Recommendations for new campus-wide initiatives

  • Develop and implement a Campus Climate Survey, run on a regular cycle (for example, every three years), to measure progress and inform policy, system review, and program review and development, and share findings with the community. To be led by CHREI. 

  • Undertake a review to ensure that all student success/ experience/engagement programs have embedded DEDI principles, with emphasis on peer-led programming/ initiatives/events, to be led by the Division of Students. Examples include Peer Mentoring, Peer Tutoring, Peer-Assisted Study Sessions (PASS), Peer Health Educators, Peer Ambassadors, Course/Class/Cohort Representatives, Peer Volunteers. 

  • Undertake a review to understand and propose actions related to recognition and/or compensation for additional labour undertaken by equity-deserving students in equity-committee work at the University. 

  • Identify opportunities to enhance the inclusivity of physical spaces on campus such as, but not limited to, the following:

    • Creating spaces for equity-deserving groups (students, employees etc.) to convene and create communities of support for one another; 

    • Ensuring campus infrastructure, including ceremonial spaces, are physically accessible; 

    • Identifying of designated space for breast and chest-feeding (and CHREI to change the language in current guidelines to use all-gender language); 

    • That a requirement be developed for a review of all new major construction projects by a specialist consultant with an expertise in accessibility. 
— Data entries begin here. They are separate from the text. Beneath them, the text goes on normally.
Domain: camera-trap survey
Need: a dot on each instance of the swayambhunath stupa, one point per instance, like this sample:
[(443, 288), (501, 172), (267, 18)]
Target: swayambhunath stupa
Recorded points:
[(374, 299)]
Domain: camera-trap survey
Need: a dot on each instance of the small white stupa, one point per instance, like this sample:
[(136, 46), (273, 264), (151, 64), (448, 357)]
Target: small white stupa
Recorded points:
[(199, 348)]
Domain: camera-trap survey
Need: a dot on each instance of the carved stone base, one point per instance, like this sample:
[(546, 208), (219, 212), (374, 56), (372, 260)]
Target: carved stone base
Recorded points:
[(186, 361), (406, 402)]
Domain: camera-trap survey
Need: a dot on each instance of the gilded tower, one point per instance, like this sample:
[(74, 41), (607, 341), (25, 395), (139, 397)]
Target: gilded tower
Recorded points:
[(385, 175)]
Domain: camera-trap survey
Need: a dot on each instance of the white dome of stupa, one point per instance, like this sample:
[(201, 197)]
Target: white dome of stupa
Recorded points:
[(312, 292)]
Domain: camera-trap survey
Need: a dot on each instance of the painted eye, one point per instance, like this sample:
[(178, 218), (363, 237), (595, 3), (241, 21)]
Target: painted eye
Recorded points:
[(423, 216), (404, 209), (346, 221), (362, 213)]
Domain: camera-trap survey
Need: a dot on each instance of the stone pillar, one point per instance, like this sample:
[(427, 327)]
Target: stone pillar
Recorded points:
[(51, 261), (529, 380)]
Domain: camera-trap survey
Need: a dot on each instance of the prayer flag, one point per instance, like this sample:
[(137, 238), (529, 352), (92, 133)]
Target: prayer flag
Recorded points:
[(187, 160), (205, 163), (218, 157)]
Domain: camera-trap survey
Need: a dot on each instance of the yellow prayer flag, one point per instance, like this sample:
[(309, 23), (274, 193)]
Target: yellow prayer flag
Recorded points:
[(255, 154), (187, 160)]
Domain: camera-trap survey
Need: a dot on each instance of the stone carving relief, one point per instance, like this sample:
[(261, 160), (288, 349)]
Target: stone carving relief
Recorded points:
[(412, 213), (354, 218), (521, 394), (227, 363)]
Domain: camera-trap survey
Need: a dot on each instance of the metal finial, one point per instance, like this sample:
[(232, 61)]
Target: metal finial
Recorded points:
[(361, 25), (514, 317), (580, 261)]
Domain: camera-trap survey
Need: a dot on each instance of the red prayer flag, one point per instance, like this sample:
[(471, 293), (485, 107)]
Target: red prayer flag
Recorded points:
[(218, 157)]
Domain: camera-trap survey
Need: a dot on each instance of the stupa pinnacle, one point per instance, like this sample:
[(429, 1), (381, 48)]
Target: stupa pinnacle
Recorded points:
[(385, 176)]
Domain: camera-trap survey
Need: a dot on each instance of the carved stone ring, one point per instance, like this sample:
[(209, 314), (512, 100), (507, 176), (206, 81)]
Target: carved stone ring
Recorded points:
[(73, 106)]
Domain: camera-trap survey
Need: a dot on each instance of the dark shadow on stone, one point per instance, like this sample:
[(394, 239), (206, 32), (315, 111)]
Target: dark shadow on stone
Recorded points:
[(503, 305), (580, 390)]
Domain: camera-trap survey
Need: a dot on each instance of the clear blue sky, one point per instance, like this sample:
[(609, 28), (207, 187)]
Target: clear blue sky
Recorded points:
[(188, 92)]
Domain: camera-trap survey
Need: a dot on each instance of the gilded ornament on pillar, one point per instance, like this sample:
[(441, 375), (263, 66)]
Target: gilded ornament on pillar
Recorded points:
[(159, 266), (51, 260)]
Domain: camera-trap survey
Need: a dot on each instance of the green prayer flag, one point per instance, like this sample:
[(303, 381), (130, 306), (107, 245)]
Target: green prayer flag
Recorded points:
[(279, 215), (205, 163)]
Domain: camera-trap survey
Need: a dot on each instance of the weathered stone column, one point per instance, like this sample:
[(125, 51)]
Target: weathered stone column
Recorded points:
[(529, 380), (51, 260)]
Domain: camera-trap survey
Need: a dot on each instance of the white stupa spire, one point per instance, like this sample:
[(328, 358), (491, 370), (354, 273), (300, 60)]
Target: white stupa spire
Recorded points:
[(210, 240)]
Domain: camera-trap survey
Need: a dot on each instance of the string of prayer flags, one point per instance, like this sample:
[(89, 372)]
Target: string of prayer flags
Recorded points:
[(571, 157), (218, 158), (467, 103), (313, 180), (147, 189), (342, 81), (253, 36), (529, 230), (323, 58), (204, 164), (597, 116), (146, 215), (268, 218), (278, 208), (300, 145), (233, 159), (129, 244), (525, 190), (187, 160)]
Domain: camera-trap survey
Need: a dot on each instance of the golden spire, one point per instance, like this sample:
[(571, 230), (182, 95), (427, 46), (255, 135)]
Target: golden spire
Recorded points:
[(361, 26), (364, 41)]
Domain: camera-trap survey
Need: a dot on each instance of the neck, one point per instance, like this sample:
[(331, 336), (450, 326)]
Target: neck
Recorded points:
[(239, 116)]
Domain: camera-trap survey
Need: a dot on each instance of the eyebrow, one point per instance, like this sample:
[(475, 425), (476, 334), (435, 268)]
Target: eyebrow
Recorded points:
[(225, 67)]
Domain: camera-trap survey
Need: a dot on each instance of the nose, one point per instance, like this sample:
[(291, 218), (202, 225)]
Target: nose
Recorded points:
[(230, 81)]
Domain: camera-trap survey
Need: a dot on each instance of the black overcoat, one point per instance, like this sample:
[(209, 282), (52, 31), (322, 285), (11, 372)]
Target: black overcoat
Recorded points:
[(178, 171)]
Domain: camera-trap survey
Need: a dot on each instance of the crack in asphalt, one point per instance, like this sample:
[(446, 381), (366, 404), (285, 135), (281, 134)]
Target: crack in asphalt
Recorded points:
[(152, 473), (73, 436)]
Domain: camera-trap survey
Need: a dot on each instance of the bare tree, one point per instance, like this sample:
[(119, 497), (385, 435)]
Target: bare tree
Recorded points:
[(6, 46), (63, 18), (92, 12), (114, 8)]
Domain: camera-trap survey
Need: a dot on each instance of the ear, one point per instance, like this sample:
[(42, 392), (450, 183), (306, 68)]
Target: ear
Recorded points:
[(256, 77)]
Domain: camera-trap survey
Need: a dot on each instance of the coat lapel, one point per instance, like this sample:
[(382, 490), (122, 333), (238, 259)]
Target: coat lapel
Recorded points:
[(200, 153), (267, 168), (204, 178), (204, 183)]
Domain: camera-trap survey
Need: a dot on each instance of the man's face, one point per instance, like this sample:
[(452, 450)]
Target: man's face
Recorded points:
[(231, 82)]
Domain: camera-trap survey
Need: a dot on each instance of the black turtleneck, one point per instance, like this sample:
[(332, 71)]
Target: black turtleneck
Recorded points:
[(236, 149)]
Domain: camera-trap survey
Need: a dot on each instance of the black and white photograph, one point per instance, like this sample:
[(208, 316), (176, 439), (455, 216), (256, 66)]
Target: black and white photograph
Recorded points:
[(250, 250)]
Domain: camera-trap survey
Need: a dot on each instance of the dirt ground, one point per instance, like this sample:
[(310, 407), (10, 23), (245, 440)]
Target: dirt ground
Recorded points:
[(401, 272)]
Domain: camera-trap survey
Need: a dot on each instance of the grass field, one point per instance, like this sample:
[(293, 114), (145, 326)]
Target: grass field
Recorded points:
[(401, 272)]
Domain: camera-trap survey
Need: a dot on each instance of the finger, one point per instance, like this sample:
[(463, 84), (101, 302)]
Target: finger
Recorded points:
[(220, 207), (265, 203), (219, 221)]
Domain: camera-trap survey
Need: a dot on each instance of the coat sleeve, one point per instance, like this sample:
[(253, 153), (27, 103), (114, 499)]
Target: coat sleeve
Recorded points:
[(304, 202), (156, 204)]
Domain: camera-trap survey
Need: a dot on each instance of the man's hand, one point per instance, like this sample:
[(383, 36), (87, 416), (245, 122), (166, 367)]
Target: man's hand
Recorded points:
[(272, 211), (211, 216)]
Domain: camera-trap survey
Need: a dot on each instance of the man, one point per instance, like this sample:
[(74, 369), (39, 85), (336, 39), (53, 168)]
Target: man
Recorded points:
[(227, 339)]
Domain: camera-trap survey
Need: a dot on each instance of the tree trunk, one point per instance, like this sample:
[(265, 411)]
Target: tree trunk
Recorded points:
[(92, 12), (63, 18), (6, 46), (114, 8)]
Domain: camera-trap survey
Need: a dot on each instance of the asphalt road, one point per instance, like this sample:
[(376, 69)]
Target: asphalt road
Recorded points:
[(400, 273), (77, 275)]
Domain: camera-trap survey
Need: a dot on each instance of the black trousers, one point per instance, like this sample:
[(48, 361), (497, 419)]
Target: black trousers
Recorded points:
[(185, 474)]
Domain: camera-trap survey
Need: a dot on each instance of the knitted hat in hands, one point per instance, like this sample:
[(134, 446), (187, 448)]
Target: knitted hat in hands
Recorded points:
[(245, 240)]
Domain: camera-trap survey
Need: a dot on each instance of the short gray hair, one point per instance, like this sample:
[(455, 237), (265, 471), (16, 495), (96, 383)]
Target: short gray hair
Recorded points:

    • Consider improvements to wayfinding through use of technology such as connecting QR codes to campus maps/wayfinding apps; and 

    • Ensure representation of art from equity-deserving artists is displayed in public areas across campus. 

  • Identify and address potential barriers to accessing the digital campus environment(s). 

Recommendations for continuing initiatives

  • Support activities that enhance spaces and initiatives toward inclusion for students, such as co-curricular programming, events, mentoring and peer support programs, academic support programs and skill development opportunities. 

  • Continue to ensure AODA compliance in all areas. 

  • Continued implementation of social procurement policies and procedures, which may consider creation of DEDI criteria to engage all external contractors to work toward supporting DEDI at York, and as a condition for being added to the preferred list of vendors or contractors for York. 

  • Continue to educate the campus community about the new Human Rights Policy and Procedures and to identify ways to have clear means for raising complaints and finding resolution. 

  • Continue to implement action items in the Action Plan on Black Inclusion, particularly from relevant thematic areas such as Safety, Mental Health and Community Engagement among others. 

Taking action, making impact

We call on faculties, divisions, units, departments, and individual York community members (including students) to identify and implement actions to: 

  • Improve accessibility and inclusivity of built and digital environments, documents etc., where it is within their scope to do so. 

  • Respond to the climate survey results when they become available. 

  • Proactively build and strengthen York’s relationships with communities and organizations representing equity-deserving groups, especially those close to our campuses. 

Benchmarks

Understanding that benchmarks will need to be established over time, and the mechanisms put in place to be able to track the University’s progress, the following benchmarks and/or monitoring systems are recommended: 

  • Monitor the Campus Climate Survey, once implemented, for progress.